And, yeah, I echo the thoughts about character designs. For a show about a team of cops it really dropped the ball on making the crew interesting.

The premise has some potential, though it was squandered in this first episode. I'll watch the second episode, but really, that's the last chance. Having a pretty backdrop and some cute mechanical design can only go so far to keep my interest.

cyberbug
Sep 30, 2004

The name is Carl Seltz...
insurance inspector.
They have happy face police drones and the Caduceus symbol in the back of the police jackets but in the background there is an automatic psychological evaluation system labeling people for straight-up termination... This has some interesting implications like what kind of world would it be if all criminality is classified as a mental defect and police officers as medical personnel with guns? Getting their automatic on-the-spot diagnosis right in their gun sights...

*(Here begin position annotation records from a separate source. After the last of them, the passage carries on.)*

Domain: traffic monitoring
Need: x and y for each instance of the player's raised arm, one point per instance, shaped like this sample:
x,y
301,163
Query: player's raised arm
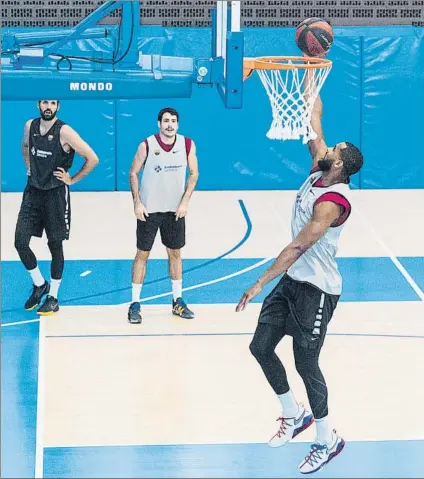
x,y
317,147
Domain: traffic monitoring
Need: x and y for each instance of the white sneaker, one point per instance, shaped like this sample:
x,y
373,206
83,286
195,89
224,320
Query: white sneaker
x,y
321,454
291,426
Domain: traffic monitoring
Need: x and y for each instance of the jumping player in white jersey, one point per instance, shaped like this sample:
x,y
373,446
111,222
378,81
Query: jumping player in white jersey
x,y
161,202
302,303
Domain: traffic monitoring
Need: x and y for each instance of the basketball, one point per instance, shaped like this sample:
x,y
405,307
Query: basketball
x,y
314,36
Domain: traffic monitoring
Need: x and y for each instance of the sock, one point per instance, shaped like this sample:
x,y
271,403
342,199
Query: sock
x,y
36,276
136,292
289,404
177,288
324,431
54,287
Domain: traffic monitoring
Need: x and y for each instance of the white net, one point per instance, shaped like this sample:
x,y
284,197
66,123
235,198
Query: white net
x,y
292,93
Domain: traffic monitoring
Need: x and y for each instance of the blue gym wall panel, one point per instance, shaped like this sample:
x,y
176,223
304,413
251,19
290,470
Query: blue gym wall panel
x,y
93,120
375,100
233,150
393,111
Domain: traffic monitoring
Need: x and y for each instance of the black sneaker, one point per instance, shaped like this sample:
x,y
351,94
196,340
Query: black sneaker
x,y
134,316
49,307
37,293
179,308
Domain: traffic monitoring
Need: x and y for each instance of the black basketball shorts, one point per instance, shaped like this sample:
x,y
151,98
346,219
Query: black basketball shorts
x,y
48,210
302,309
172,231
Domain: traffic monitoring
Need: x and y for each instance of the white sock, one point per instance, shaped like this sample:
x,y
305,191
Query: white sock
x,y
36,276
324,431
177,288
136,292
54,287
289,404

I read through the complaints about the first episode and about the only thing I agree with is the heavy-handed exposition, which should and could have been done more naturally. About the stuff that happened: Rookie gets paired up with the most veteran guy and gets told to just tag along and watch and learn. After some running around the suspect gets apprehended but at this point the victim has suffered enough psychological trauma that the acute mental instability gets her labeled for non-lethal takedown. (From the fact that the police employs people for which the fancy gun's crime-o-meter shows quite impressive scores we can see that the number measures something more general than some certainty of committing a crime.) The rookie, despite (or because of) her book-learnin', can't agree with this (even though it was 100% correct thing to do in hindsight) and accidentally causes the situation to drastically escalate. Rookie still manages to save the victim from both suicide and a lethal takedown and in the end no one gets hurt (apart from the original perp who was more or less liquified.) Rookie gets to write a report about how she almost hosed everything up. To me, everything made sense in the setting they were in.

Guyver
Dec 5, 2006

I have very loose standards if a show doesn't make me angry I probably will be okay with it. The dumb ham-fisted exposition and the whole rookie out of her depth thing being taken to an insane level was bad but not a show killer for me.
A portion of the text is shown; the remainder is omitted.